The channel has picked up over 57,000 views since it launched, undoubtedly a large part coming from Redditors like Jackalackadingdong. Another Reddit user, KnotNotNaught, posted some of the earliest theories about the channel, noting several things: The average length of each of the videos is five seconds, and they adhere to a few naming conventions. The names of the first several thousand, for example, begin with a symbol (♐) followed by a seemingly random series of digits. Others have purely random names. The last 28,000 videos have started with “BRILL” and are numbered in ascending fashion.
While the vast majority of videos have been four- or five-second clips, there have been several anomalies. One is a 10-second jarring high-pitched squeal. Another video posted in early February contains blurry images coupled with unintelligible digital audio, somehow creating an effect more troubling than usual. Two days in particular were unlike any other: August 10 and 11, when several videos were posted with irregular visual and audio patterns. One was 11 hours of mostly silence. Another video features the voice reciting the alphabet.
Many Redditors think the key to decrypting the videos lies in two of them, titled ♐LOCK and ♐DELOCK. The first, ♐LOCK, was posted in July, while ♐DELOCK followed in December. They are of different lengths and feature different soundtracks, though, of the two, ♐DELOCK is probably the most intriguing, appearing first in a series of brief snippets in late December, before the full version was uploaded on December 28. The channel then went silent for a week. One Redditor compared the voice on ♐DELOCK to a “distant, echoed scream.”
Theories as to the origin of the videos range from the plausible to the absurd. Is it all a game used to recruit “agents for a super-intelligent AI computer that tries to take over the world?” Others have compared the videos to numbers stations. Still others have suggested that the channel is some kind of test, for either YouTube or a third-party user. But that theory doesn’t explain the anomalies, the videos that seem to appear at random and with no warning.

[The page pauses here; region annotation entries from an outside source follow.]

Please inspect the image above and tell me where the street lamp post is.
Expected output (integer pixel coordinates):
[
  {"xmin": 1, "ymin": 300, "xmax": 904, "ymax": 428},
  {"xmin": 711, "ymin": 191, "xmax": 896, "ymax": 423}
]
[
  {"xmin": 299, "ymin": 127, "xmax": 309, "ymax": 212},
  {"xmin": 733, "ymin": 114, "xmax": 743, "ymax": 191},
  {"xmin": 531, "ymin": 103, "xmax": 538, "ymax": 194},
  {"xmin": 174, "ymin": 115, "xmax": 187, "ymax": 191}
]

“What exactly does posting an 11 hour picture, as well as a 1 hour, 16 minute and 1 minute version of the exact same picture test?” Reddit user save_the_pigs says in a post. “There’s no audio to check, and if they were checking for the picture quality why make it 11 hours? Brill B is another example, what’s the point of the ‘1000’ description? How does adding a description in any way add to the test?”
A previous Reddit investigation did not turn up much, though that was just two months after unfavorable semicircle began posting, and thousands of videos ago. And if YouTube knows the origins of the channel, they aren’t saying. A spokesperson did not return requests for comment.
Redditors, meanwhile, are busy compiling their own database of the videos, to probe further for patterns. On Sunday, one user asked the group whether someone should tweet at the YouTube developers in hopes of getting an answer. But other users knocked down that idea, suggesting that the account might be suspended or deleted in response. If that happened, Redditors said, they may never know who or what was behind unfavorable semicircle.
“I wouldn’t want to take the risk,” one wrote.